Un anno fa, il 25 settembre 2020, la nave dell’ong tedesca Alan Kurdi attraccava al porto di Olbia, dopo cinque giorni di attesa in balìa del mare mosso. A bordo 125 persone, di cui 57 minori. Proprio come Alan Kurdi – da cui prende il nome la nave -, il bambino siriano di tre anni ritrovato morto per annegamento sulla riva di Bodrum, in Turchia, mentre scappava dalla Siria nel 2015.

Inizialmente la nave tedesca aveva chiesto di attraccare a Marsiglia, ma il governo francese aveva rispedito la richiesta al mittente, scatenando l’ennesimo braccio di ferro europeo sul tema migranti. Subito la destra italiana, Salvini e Meloni in primis, avevano ruggito contro il menefreghismo dei paesi europei nei confronti del susseguirsi di sbarchi sulle coste a Sud della nostra Penisola.

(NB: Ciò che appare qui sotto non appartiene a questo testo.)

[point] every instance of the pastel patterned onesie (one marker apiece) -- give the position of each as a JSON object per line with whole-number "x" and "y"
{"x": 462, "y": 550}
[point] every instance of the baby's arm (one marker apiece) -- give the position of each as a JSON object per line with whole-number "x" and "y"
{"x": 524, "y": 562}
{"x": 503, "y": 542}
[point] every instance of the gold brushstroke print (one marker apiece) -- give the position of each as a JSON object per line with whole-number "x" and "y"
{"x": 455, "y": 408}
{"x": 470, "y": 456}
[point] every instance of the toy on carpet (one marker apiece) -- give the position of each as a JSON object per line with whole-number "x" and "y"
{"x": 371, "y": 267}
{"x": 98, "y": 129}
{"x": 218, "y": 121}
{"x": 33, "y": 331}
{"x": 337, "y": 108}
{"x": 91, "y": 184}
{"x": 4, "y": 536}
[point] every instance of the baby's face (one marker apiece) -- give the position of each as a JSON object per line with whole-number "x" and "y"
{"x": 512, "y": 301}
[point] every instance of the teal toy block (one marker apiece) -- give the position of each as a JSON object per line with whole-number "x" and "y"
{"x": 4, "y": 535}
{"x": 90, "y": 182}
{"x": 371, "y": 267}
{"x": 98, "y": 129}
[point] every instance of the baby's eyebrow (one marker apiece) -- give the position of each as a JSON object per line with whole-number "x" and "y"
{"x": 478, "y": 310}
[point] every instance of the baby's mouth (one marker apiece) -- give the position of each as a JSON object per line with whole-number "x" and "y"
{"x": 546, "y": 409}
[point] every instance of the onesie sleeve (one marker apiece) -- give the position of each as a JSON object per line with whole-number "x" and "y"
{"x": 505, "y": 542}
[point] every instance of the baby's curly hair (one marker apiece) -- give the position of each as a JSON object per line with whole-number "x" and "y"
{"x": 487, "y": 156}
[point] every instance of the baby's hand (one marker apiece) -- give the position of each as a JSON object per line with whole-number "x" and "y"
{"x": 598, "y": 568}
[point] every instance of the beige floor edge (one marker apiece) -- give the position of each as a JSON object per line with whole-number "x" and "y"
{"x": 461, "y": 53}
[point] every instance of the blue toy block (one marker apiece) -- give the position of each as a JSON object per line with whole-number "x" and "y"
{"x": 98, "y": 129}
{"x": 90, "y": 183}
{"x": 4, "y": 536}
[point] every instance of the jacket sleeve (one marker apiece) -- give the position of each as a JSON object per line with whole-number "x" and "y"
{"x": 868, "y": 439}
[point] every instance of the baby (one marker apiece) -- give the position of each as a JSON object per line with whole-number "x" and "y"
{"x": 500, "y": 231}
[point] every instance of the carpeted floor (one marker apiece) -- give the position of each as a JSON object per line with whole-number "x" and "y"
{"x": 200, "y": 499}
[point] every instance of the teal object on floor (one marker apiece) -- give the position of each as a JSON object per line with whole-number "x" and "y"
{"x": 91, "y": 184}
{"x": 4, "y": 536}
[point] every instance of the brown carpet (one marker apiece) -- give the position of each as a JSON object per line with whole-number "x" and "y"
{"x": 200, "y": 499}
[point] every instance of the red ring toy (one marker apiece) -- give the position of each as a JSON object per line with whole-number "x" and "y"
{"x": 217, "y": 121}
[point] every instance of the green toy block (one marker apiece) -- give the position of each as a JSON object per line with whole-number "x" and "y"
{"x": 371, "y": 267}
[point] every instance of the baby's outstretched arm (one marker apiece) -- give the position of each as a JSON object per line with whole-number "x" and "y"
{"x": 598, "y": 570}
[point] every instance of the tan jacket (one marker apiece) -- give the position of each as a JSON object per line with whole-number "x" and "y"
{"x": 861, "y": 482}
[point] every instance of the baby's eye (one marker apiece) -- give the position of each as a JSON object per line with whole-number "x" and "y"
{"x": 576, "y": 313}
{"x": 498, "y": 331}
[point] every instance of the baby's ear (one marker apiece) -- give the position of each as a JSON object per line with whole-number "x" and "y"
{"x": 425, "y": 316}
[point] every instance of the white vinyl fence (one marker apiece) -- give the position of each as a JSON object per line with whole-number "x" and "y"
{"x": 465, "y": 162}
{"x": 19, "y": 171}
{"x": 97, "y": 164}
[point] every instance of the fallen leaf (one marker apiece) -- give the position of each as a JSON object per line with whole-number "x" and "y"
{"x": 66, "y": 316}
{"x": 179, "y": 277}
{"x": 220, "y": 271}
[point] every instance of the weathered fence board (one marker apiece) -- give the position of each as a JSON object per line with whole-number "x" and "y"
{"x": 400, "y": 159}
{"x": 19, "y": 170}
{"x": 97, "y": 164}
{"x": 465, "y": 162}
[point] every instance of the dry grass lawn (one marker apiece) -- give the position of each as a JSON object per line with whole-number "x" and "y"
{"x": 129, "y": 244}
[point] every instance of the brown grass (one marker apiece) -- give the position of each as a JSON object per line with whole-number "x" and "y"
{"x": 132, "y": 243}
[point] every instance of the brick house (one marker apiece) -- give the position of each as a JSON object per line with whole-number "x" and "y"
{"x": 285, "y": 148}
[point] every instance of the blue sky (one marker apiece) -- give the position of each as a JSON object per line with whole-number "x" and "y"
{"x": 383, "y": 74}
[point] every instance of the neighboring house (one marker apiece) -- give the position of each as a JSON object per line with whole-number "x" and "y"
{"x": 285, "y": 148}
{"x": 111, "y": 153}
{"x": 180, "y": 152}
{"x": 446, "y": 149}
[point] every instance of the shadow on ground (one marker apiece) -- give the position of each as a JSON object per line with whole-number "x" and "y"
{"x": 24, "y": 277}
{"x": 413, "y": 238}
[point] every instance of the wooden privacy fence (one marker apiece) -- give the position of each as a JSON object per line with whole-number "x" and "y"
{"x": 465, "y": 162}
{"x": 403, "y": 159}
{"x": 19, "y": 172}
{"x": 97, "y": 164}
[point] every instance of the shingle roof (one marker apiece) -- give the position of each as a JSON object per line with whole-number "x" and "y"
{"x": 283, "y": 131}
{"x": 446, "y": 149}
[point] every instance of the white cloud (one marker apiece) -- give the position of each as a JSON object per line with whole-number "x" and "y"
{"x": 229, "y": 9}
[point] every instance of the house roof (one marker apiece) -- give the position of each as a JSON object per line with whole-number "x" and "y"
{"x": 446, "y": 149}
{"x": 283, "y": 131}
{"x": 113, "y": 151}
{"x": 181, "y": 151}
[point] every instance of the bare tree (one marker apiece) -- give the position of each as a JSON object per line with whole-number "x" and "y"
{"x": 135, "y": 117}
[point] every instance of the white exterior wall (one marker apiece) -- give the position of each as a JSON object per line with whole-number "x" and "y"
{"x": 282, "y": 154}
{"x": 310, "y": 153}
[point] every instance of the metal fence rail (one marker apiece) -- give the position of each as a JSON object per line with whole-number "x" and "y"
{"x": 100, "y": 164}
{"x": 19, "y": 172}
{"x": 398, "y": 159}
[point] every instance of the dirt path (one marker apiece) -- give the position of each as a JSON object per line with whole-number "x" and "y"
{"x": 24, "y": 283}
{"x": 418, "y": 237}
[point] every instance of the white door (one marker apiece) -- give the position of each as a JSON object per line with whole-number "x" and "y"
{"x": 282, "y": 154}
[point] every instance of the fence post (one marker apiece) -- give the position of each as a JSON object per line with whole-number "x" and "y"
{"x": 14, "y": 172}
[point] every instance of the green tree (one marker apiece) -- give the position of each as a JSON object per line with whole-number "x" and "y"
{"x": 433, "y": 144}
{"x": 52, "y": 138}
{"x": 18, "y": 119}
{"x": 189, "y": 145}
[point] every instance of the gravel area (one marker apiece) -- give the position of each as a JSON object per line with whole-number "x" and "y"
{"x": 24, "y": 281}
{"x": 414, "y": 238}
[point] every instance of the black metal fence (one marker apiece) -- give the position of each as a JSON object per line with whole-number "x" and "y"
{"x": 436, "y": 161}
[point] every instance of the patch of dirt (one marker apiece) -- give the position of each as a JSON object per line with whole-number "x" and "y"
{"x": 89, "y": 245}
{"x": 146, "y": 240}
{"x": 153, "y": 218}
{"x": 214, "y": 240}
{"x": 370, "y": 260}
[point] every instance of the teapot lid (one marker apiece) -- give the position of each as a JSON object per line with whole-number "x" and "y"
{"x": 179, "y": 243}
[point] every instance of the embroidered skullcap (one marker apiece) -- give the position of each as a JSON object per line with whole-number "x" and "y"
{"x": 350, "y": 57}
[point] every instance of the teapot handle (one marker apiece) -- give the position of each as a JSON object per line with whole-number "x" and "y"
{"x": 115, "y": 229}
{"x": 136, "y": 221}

D’altra parte, la legge europea parla chiaro: bisogna attraccare nel porto più vicino e più sicuro. L’unica opzione, a quanto pare, era quello di Olbia. E così fu.

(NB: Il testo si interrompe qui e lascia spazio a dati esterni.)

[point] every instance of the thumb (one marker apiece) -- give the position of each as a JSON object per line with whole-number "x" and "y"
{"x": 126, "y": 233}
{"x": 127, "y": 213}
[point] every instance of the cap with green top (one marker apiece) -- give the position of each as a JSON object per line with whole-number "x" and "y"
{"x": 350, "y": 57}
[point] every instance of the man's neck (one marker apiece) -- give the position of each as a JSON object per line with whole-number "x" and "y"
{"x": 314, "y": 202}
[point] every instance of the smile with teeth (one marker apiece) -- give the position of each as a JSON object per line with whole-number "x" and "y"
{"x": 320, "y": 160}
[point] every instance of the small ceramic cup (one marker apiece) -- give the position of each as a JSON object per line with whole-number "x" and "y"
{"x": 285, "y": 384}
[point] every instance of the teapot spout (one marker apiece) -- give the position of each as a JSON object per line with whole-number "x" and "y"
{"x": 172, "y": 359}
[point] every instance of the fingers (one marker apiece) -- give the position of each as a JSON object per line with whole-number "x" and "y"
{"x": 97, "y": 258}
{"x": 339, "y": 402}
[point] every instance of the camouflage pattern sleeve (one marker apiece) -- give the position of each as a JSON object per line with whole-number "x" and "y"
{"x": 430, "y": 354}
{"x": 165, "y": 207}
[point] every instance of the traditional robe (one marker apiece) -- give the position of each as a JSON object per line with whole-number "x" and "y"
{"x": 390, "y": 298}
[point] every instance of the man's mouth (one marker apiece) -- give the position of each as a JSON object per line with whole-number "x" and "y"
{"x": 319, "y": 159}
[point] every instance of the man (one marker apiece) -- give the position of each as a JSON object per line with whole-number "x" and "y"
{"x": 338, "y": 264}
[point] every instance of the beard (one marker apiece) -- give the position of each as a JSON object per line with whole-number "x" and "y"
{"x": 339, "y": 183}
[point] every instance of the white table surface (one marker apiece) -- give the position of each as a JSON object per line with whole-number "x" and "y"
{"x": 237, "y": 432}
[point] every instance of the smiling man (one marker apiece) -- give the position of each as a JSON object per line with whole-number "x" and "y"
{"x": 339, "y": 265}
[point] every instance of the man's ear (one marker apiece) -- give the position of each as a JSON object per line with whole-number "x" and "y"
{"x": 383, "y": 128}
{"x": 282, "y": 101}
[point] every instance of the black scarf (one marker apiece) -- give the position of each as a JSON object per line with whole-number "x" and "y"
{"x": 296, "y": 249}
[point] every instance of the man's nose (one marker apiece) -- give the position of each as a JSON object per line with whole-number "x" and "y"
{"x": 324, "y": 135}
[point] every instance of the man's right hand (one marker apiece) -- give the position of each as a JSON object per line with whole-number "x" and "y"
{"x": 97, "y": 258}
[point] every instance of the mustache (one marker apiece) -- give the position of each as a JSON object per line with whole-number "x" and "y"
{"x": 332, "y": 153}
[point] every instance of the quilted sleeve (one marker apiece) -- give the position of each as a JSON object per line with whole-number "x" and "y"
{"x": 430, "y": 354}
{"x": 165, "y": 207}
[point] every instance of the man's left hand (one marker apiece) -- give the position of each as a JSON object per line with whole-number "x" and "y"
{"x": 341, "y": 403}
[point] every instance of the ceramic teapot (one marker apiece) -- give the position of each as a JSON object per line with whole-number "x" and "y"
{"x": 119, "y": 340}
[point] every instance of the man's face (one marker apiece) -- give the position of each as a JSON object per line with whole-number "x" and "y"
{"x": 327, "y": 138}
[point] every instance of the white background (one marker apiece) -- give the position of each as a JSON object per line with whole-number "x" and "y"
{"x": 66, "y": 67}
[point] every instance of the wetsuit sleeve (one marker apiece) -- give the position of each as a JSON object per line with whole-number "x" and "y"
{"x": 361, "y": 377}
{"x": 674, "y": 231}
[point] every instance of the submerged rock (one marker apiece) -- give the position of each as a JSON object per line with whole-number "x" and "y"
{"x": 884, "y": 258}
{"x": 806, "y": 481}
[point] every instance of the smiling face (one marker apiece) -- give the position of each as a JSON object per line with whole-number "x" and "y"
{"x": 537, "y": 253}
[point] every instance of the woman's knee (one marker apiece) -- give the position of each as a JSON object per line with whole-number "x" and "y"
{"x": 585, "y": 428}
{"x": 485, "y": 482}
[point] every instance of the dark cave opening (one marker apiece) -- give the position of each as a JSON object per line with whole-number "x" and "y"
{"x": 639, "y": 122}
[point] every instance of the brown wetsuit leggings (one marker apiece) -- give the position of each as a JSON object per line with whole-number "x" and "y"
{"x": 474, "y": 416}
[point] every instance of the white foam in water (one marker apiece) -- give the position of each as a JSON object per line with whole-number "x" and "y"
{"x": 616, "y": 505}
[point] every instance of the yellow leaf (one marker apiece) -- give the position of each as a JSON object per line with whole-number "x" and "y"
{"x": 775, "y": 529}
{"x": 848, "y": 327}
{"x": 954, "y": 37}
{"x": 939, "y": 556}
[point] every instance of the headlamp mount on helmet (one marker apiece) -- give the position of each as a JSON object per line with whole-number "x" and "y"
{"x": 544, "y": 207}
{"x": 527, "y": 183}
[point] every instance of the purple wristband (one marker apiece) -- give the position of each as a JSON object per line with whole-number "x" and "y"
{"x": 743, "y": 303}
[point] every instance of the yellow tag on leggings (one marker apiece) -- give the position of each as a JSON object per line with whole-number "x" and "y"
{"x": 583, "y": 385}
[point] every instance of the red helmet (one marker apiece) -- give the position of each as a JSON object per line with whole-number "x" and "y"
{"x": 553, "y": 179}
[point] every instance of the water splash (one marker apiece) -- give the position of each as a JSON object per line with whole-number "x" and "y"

I rifugiati vennero fatti sbarcare. Al porto li attendevano un gruppetto di persone guidate dal deputato leghista Eugenio Zoffili, che protestavano “Tornatevene a casa, vogliamo turisti, non clandestini”, di fronte a donne e bambini stremati, tra pioggia e vento. Non erano, però, gli unici arrivati al porto. Dall’altro lato tante le persone che avevano accolto i nuovi arrivati con coperte, giocattoli e quanto poteva servire a chi aveva dovuto sostenere un lungo viaggio tra la vita e la morte.

È passato un anno da quel fatto e le migrazioni continuano. Il 31 agosto sono arrivati i primi profughi afgani al porto di Cagliari. Da subito son stati accolti a braccia aperte dal sindaco del capoluogo Paolo Truzzu, esponente di Fratelli d’Italia, partito che da sempre si è schierato per i “porti chiusi”. Un’azione congiunta che ha visto la collaborazione anche di Ats Sardegna, Protezione Civile, Croce Rossa, Diocesi e Caritas. I rifugiati son stati suddivisi tra Cagliari, Sassari, Nuoro e Oristano, e dato come stanno andando le cose in Afghanistan, potrebbero non essere gli unici.

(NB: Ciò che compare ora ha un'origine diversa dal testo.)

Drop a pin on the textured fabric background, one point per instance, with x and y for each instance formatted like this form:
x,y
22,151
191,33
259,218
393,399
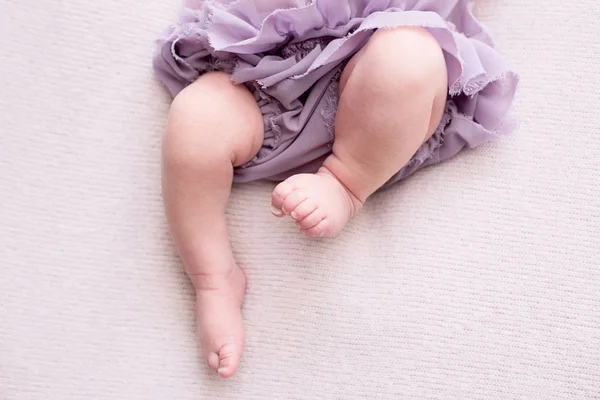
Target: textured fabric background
x,y
477,279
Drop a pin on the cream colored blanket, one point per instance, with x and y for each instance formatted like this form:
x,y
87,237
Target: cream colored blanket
x,y
477,279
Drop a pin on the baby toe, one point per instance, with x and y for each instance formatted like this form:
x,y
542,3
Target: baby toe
x,y
281,192
311,220
293,200
229,360
304,209
322,229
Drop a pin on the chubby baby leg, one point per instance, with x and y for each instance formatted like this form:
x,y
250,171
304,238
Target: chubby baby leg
x,y
392,98
213,126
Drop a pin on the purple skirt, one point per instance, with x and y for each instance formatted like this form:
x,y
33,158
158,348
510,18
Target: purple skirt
x,y
290,54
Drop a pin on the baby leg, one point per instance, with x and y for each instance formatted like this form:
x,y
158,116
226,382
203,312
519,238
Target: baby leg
x,y
213,126
392,98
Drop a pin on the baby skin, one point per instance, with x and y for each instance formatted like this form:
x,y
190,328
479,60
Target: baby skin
x,y
392,98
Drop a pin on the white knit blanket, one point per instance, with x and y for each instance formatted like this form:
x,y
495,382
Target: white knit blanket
x,y
476,279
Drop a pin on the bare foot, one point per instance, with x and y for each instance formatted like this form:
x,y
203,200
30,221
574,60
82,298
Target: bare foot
x,y
219,301
319,203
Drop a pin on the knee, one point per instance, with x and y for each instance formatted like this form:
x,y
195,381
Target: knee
x,y
207,123
401,60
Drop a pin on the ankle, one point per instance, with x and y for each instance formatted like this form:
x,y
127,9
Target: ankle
x,y
207,280
355,203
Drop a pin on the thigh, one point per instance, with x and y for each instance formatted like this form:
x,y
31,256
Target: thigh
x,y
215,115
405,51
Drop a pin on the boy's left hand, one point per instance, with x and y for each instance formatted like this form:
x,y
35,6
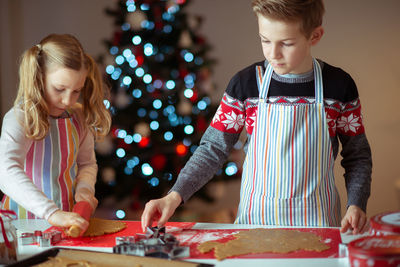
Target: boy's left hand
x,y
355,219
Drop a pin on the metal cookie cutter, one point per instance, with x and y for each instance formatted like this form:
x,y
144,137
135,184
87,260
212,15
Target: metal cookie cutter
x,y
27,239
154,243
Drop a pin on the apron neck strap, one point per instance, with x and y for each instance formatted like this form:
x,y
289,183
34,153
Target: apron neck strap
x,y
264,81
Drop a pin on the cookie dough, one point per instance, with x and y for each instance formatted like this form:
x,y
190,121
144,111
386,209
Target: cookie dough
x,y
98,227
262,240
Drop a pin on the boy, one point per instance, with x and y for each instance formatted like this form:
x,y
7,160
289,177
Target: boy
x,y
294,115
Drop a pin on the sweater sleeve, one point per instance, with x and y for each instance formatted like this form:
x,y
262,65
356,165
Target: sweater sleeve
x,y
14,182
356,151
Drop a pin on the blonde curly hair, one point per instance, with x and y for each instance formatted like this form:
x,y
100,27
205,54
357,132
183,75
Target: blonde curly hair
x,y
308,12
60,50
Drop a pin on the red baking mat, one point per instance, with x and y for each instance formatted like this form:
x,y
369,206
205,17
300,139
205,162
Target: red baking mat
x,y
193,237
132,228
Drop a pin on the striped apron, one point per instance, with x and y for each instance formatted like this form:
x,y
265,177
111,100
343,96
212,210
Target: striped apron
x,y
288,176
51,164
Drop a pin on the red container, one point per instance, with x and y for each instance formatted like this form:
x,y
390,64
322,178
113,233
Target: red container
x,y
387,223
375,251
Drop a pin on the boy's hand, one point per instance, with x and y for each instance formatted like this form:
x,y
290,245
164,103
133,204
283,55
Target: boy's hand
x,y
355,219
67,219
160,210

Rispetto all’anno scorso, si sente un clima più disteso e propositivo. Nessun gruppetto al porto di Cagliari pronto a insultare e minacciare, anzi. Son stati tanti i gesti di solidarietà nei confronti di donne, bambini e giovani arrivati da un Paese in cui il tempo sembra essere tornato indietro di vent’anni. Qualcuno però, ha provato ancora una volta ad alzare la voce. “L’Italia non può diventare un campo profughi!”, ripete Salvini. Sintomo che la propaganda anti-migranti non è ancora giunta al termine, anzi, viene proposta in una nuova veste: “Non hanno nemmeno il Green pass, né il vaccino”, prosegue il leader leghista, che quando si gira dall’altra parte strizza l’occhiolino ai no-vax e no-green pass italiani. Ci risiamo, allora. La propaganda del tutto e il suo contrario si sta rimettendo in moto. Chissà, però, se questa volta siamo diventati tutti più buoni.